One of the fun things about having a popular web site is watching one’s enemies scurry in fear at your presence (really, I’m not kidding).
An animal rights activist took it upon himself to lift the full text of one of my articles and posted it on a popular animal rights/vegan site, VegSource.Com.
Another activist replied to that message with a post claiming that I was trying to deceive people into thinking my anti-animal rights site was really a pro-animal rights site and had some other criticisms of my site.
So I posted (the first time I’ve posted there in more than a year) that the main difference between my site and VegSource.Com was that I don’t ban people who dare disagree with me (which VegSource.Com is notorious for).
In less than an hour or so I was IP banned completely from VegSource.Com — a site which, ironically, has as its tagline “All Are Welcome At VegSource.Com”. The site’s owner, Jeff Nelson’s, probably afraid I’m going to post links to articles like this or this or even even this.
Far from bugging me, I think it’s kind of cool that a site with the budget and traffic that VegSource.Com has (which certainly dwarf the traffic I receive) is apparently deathly afraid of exposing its users to me.

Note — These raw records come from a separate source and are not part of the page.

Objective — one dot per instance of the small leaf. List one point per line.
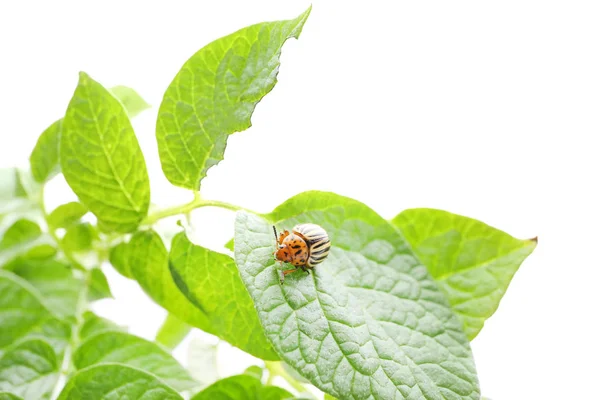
(55, 282)
(79, 237)
(93, 324)
(131, 100)
(202, 361)
(24, 315)
(472, 262)
(23, 230)
(172, 332)
(66, 215)
(104, 382)
(121, 347)
(214, 95)
(148, 261)
(119, 259)
(241, 387)
(29, 369)
(210, 280)
(369, 321)
(99, 288)
(101, 158)
(44, 159)
(254, 371)
(9, 396)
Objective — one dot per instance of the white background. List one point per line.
(487, 109)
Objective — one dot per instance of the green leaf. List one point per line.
(119, 259)
(29, 369)
(172, 332)
(214, 95)
(9, 396)
(44, 157)
(254, 371)
(148, 261)
(241, 387)
(112, 381)
(66, 215)
(79, 237)
(101, 158)
(472, 262)
(54, 281)
(131, 100)
(99, 288)
(93, 324)
(121, 347)
(369, 320)
(210, 280)
(202, 361)
(23, 230)
(24, 315)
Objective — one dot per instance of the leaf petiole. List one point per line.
(197, 202)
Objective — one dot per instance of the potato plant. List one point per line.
(389, 314)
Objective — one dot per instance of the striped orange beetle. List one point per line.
(306, 246)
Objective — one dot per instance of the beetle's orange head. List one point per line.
(283, 253)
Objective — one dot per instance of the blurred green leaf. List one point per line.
(472, 262)
(98, 286)
(172, 332)
(23, 230)
(102, 160)
(119, 259)
(368, 309)
(44, 159)
(93, 324)
(29, 369)
(24, 315)
(214, 95)
(105, 381)
(55, 282)
(66, 215)
(79, 237)
(210, 281)
(121, 347)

That’s how I measure effectiveness.
It is interesting, though, that no major animal rights group I can think of has an open discussion area. In fact, very few have any sort of discussion forum at all. Personally I’ve always thought it was important to let even people I think wholly irrational to speak their mind.
Then again, I don’t have to defend ridiculous propositions such that animals have rights. Maybe I’d feel differently if I was stuck with that position.